Ma che cosa significhi non è chiaro. L’impressione è che il partito trasversale del non voto esista anche dentro FI. Molti eletti non vogliono essere fagocitati dalla Lega; e non si fidano delle assicurazioni di Salvini. Ritenere che questo porti a un prolungamento della legislatura è, come minimo, prematuro. Lascia tuttavia balenare una fase di confusione e di trasformismo, che ritarderà i tempi di eventuali elezioni.

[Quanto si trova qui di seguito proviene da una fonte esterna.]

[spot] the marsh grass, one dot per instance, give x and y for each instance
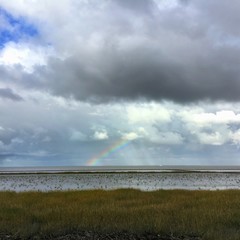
(209, 214)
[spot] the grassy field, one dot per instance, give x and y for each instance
(210, 214)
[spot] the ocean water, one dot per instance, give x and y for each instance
(147, 181)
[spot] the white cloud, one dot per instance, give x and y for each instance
(215, 138)
(166, 138)
(130, 136)
(77, 136)
(24, 55)
(148, 113)
(100, 135)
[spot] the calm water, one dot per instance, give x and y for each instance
(143, 181)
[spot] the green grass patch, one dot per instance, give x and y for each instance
(209, 214)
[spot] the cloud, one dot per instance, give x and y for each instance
(130, 136)
(146, 50)
(7, 93)
(100, 135)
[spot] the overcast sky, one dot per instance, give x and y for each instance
(119, 82)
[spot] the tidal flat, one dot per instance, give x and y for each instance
(109, 181)
(121, 214)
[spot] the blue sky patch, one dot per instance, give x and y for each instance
(15, 29)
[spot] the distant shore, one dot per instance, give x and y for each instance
(118, 169)
(121, 214)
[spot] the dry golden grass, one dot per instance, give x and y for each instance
(210, 214)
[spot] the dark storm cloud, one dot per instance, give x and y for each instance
(145, 73)
(7, 93)
(138, 49)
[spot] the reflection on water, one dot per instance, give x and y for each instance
(143, 181)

Di qui a ritenere che la forzatura salviniana sia già fallita, ce ne corre. Si può solo registrare l’apertura di una larvata trattativa tra M5S e Pd, dagli esiti incerti. Il segretario Nicola Zingaretti sa che i programmi del suo partito e del Movimento di Beppe Grillo rimangono distanti; e che la possibilità di stipulare una sorta di patto di legislatura rimane improbabile. Sarebbe difficile, ad esempio, dire sì alla riduzione dei parlamentari chiesta dal vicepremier grillino Luigi Di Maio, dopo che il Pd l’ha bocciata per tre volte. L’unico compromesso, forse, sarebbe di abbinarla a una revisione della legge elettorale. Rimane il dubbio che la legislatura abbia non le settimane ma i mesi contati.

Anche perché il Quirinale è disponibile a dare più tempo ai partiti solo se in Parlamento emergerà una maggioranza in grado di durare. Salvini vede un eventuale accordo M5S-Pd come «un incubo per gli italiani». E ieri è intervenuto in Senato per dichiarare che accetta il taglio dei parlamentari subito, come chiede il M5S, pur di andare al voto: una concessione che, dietro le parole iattanti, rivela una preoccupazione crescente. Il problema del capo leghista è che la sua rottura continua a essere considerata un incubo perfino peggiore.